Acht Tage schleicht, von seinem Geheimniß gebläht,
Tiefsinnig den Kopf gesenkt, die Stirn' in politischen Falten,
Der arme Mann herum, doch länger es bey sich behalten,
Ist keine Möglichkeit. Die Chronik sagt, er sey
Von jenem berühmten Barbier zu Bagdad Anherr gewesen,
Von dessen enthaltsamer Zunge wir alle zweifelsfrei
In Tausend und einer Nacht die seltnen Proben gelesen.
Ihn schreckt des Königs Zorn, ihn schreckt sein theurer Eid,
Allein die Gefahr zu bersten ist keine Kleinigkeit.
Indessen da der Eid nur auf die Lebenden gehet,
So giebt sein Genius endlich ihm diesen Einfall ein:
Er scharrt ein Loch in die Erde, und murmelt leise hinein,
Was ihn acht Tage lang so schrecklich aufgeblähet.

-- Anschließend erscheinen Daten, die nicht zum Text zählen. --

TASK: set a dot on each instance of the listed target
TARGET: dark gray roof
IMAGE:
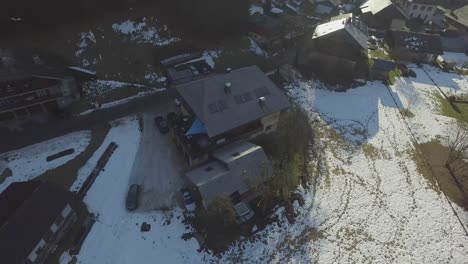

Erleichtert schleicht er sich davon,
Und glaubt es schön gemacht zu haben;
Allein im nächsten Lenz, wächst, wo er aufgegraben,
Ein kleiner Wald von Rohr; und ein verräthrischer Ton
(So oft mit säuselndem Fittig ein Sohn von Zephyr und Floren
Es anweht) lästert aus dem Rohr
Dem, der es hören will, ins Ohr,

– Der König Midas hat  was hat er? –   Eselohren.